CP-violating transport theory for Electroweak Baryogenesis with thermal corrections

TL;DR

This paper derives and compares CP-violating transport equations for electroweak baryogenesis, highlighting issues with the VEV-insertion approximation and establishing a consistent semiclassical formalism including thermal corrections.

Contribution

It provides a rigorous derivation of semiclassical transport equations with thermal effects and clarifies the invalidity of the VEV-insertion approximation's source term.

Findings

VIA-source term is ill-defined and non-existent.

Semiclassical formalism with thermal corrections is consistent.

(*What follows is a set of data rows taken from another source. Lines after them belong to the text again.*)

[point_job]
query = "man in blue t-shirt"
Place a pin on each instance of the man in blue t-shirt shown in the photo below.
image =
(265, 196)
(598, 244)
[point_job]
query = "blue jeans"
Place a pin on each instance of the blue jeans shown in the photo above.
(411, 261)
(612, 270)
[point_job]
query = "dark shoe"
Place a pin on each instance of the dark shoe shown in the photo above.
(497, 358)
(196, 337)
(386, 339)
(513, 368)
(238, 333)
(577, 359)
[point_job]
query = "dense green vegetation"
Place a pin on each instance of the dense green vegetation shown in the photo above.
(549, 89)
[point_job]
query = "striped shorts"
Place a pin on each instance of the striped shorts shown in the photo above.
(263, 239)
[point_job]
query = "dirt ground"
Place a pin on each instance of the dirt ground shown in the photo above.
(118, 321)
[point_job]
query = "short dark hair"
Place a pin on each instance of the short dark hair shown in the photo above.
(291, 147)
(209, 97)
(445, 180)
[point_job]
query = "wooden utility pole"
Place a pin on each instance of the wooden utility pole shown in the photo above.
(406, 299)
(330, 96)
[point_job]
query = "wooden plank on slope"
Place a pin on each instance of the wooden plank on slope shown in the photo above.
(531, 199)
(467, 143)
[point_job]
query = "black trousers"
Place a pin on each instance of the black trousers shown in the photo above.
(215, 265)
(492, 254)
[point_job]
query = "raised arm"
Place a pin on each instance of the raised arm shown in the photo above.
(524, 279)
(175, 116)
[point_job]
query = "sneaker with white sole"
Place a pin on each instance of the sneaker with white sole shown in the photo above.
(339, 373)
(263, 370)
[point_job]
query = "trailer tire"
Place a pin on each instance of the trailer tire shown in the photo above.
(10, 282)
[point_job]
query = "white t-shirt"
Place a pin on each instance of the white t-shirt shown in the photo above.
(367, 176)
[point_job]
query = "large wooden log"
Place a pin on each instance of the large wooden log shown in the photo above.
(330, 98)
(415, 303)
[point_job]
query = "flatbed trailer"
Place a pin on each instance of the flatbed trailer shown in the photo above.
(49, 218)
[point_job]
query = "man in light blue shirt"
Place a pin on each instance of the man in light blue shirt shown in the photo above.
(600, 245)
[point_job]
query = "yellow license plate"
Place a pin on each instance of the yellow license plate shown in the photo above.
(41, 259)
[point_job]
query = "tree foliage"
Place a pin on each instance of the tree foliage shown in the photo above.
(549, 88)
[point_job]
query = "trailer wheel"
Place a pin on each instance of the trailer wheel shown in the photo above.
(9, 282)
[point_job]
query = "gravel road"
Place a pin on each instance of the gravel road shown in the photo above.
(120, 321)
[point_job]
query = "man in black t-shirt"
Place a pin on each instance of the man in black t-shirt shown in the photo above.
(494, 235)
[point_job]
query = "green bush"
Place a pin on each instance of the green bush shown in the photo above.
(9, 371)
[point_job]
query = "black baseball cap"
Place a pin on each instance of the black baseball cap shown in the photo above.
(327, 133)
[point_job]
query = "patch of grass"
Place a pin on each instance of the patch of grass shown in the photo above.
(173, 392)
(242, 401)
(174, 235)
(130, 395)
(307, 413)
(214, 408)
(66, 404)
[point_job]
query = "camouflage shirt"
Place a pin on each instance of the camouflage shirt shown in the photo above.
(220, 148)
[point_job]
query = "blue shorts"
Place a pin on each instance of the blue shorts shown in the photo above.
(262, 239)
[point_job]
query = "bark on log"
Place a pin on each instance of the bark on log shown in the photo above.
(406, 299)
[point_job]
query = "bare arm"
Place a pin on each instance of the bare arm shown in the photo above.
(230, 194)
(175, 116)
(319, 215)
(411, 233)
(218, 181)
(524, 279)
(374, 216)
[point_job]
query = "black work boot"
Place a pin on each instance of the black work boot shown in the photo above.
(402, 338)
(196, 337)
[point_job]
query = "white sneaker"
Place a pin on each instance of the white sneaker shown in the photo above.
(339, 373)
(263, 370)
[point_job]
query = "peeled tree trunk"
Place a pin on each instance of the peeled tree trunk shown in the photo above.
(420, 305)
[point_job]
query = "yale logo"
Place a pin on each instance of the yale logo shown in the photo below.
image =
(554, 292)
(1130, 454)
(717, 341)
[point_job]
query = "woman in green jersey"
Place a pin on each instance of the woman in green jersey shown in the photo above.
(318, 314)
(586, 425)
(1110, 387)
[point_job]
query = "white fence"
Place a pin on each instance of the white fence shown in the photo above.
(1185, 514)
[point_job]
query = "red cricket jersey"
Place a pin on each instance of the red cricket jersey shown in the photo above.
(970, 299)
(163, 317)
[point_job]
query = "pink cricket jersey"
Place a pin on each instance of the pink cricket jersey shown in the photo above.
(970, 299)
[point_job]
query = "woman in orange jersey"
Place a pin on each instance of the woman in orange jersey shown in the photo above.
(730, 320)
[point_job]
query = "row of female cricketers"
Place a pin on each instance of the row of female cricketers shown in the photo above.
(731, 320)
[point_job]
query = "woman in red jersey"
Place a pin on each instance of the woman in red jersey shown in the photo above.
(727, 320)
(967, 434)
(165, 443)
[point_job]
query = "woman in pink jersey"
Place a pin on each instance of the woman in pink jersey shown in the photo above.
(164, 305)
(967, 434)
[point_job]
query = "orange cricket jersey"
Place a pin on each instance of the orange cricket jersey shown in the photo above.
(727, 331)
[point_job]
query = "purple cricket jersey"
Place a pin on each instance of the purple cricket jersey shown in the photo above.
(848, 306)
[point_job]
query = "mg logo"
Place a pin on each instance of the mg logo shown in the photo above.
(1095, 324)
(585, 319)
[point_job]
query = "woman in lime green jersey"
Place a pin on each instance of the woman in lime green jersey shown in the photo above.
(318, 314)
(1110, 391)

Spurious collisional source terms vanish in proper calculations.

Abstract

We derive CP-violating transport equations for fermions for electroweak baryogenesis from the CTP-formalism including thermal corrections at the one-loop level. We consider both the VEV-insertion approximation (VIA) and the semiclassical (SC) formalism. We show that the VIA-method is based on an {\em assumption} that leads to an ill-defined source term containing a pinch singularity, whose regularisation by thermal effects leads to ambiguities including spurious ultraviolet and infrared divergences. We then carefully review the derivation of the semiclassical formalism and extend it to include thermal corrections. We present the semiclassical Boltzmann equations for thermal WKB-quasiparticles with source terms up to the second order in gradients that contain both dispersive and finite width corrections. We also show that the SC-method reproduces the current divergence equations and that a correct implementation of the Fick's law captures the semiclassical source term even with conserved total current $\partial_\mu j^\mu = 0$. Our results show that the VIA-source term is not just ambiguous, but that it does not exist. Finally, we show that the collisional source terms reported earlier in the semiclassical literature are also spurious, and vanishes in a consistent calculation.